Age is really important!as you see when people are between 20 to 40 years old average finishing time is much less compare to when they become older.
Men finish marathon race sooner than women.Specially when they are so old (after 70 years old) men run more faster than women.
There is a gender gap between male and female. On average male run faster than female. This gap is greater among the runners who finish sooner than among those who finish last.
The peak finish time for male crossed finished line was in 13237 sec and 14825 sec for female.
For only 3 selected country (Japan,Canada,Italy) from 3 different continent,gender distrubition in different finishing times,most of the men run in 12800 seconds while most of the women run in 13400 seconds.
For finishing time of less than 9000 seconds,First one is a male who finishes in 7750 seconds and the first fast female runner finishes at 8600 seconds and her rank is 21th.
There is a high correlation of 0.903 between finishing time and halfway time in USA for maraton runners.As halfhway time increases so does finishing time.
Filtering the first 20 runners,first runners finish it in 7777 seconds,second one in 20 seconds later. The last one in 8418 seconds,so they really finish the race in a very close range.

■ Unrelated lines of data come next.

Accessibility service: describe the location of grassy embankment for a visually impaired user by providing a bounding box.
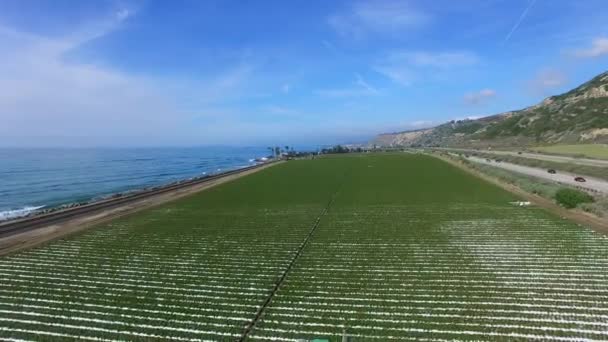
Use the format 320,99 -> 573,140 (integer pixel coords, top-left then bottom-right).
532,144 -> 608,159
0,153 -> 608,341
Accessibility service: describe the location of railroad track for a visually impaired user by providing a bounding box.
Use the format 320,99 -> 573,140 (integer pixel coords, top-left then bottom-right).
0,163 -> 269,238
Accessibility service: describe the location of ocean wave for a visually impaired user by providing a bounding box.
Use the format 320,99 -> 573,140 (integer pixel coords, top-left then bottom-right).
0,205 -> 44,221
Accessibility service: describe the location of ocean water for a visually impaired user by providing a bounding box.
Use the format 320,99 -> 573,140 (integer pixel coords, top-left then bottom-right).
0,147 -> 268,220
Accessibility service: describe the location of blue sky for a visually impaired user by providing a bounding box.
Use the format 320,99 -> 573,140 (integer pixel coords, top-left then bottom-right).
0,0 -> 608,146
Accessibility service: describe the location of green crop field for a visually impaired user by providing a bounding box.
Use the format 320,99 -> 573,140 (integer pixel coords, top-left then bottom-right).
0,153 -> 608,341
534,144 -> 608,159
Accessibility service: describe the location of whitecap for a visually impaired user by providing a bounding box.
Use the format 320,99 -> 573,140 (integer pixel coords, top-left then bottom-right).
0,205 -> 44,221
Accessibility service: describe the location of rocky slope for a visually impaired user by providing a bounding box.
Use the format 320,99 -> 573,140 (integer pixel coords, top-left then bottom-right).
372,72 -> 608,146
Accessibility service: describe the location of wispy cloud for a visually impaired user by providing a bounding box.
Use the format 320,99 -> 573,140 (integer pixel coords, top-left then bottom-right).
502,0 -> 536,44
0,6 -> 254,146
529,69 -> 568,95
316,73 -> 380,97
328,0 -> 430,38
355,73 -> 378,94
373,51 -> 479,86
463,89 -> 496,105
574,37 -> 608,58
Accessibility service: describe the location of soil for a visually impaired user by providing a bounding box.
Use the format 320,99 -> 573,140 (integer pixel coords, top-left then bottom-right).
433,155 -> 608,234
0,162 -> 281,255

In countries which have youngest runnersunder 25 years old,as it is obvious USA with 1666 young runners has the most youngest runners among other countries. with a huge difference canada is the second country with 43 young runners under 25 years old.
Calculating the number of participants in every country (using count function) shows that USA has the first rank of participants with 20945 runners with huge difference even with the second country which Canada with 1870. Some countries only had 1 participant such as Falkland Islands,Bulgaria and Jamaica.

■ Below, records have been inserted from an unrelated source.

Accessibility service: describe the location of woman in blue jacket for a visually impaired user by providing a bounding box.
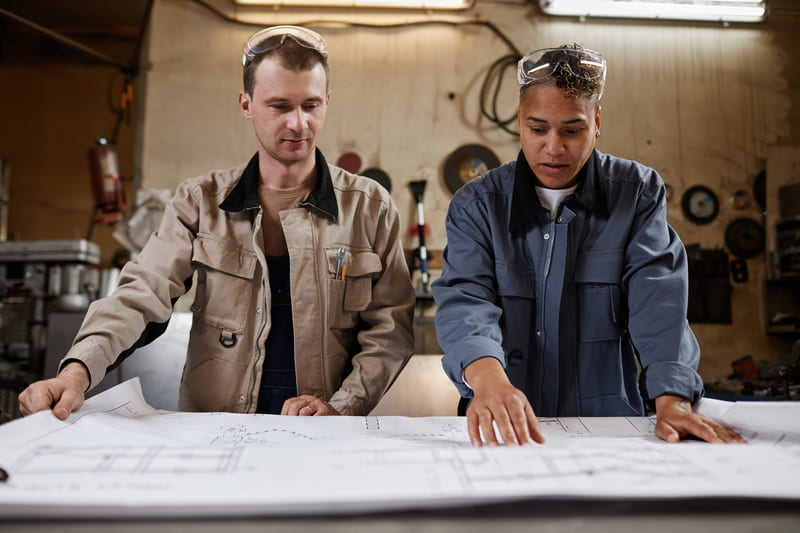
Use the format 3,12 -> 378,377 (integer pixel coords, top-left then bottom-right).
433,45 -> 741,445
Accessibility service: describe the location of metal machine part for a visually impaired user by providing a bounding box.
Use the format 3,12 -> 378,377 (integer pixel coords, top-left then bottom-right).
0,240 -> 100,416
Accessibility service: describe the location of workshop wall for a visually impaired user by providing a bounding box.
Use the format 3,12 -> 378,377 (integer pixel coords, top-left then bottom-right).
0,60 -> 136,267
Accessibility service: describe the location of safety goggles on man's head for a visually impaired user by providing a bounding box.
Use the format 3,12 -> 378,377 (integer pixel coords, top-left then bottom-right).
242,26 -> 328,66
517,47 -> 606,94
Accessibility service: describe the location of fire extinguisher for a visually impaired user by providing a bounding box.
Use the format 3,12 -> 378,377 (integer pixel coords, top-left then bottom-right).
87,137 -> 125,224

Then Young Faster Runners Population in every country was checked and again USA with 66 runners under 40 was the first ranked country.
After filltering the male runners to check the gender balance of this race,it shows that for countries such as USA and Canada there is a fair gender balance.

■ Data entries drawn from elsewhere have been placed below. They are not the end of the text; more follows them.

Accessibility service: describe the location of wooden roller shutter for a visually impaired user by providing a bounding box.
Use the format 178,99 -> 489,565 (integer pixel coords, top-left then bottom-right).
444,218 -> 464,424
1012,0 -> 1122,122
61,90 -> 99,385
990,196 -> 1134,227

Finally I was really curious to know how is the trend of old women(more than 50s) in participating in marathon sport,and it was intersting to see this distrubution in different countries,again USA with 1887 female participants has the first ranking of this category.
Different type of plots were created including:histogram,scatterplot,coloumn bar,density,box plot to visualize different aspects of this dataset.
Gestalt Principles tried to be considered specially items such as proximity,similarity,continuty and closure.
The Big Four: CRAP
Contrast*: make different by different fonts and color.
Repetition*:Repeat visual elements (colors, fonts, shapes) to create a strong unified theme.
Alignment*: try to have a visual connection among items in the plots
Proximity*: group related items
Using some functions such as theme() function with installing ggthemes package to create different type of theme for every plot.
Customizing the look with coord_cartesian and defining x and y limit for our plot.Modify tilte location with hjust,flipping the axis with coord_flip() and geom_label_repel to add label to plot.Finally I used annotation to add specific point of the chart when was useful.
Using some different color pallet to emphasize on important sections and results.
I tried to use bright or dark colors to highlight information that requires greater attention.in this dataset there was a unordered categorical (gender) required distinct colors that will not be easily confused with one another.
Moreover, whenever I needed a special color a Hexadecimal color was used.
Drawing spetial plot was challenging for me at first and I got many guidance from Dr.Sanchez,but after being able to a variety of plots their interpretation was interesting for me, also as abbraviation of countries names were avialable,package of rnaturalearth was used and by using function of leftjoin dataframe of marathon_2017 and datashape of world were joined to eachother.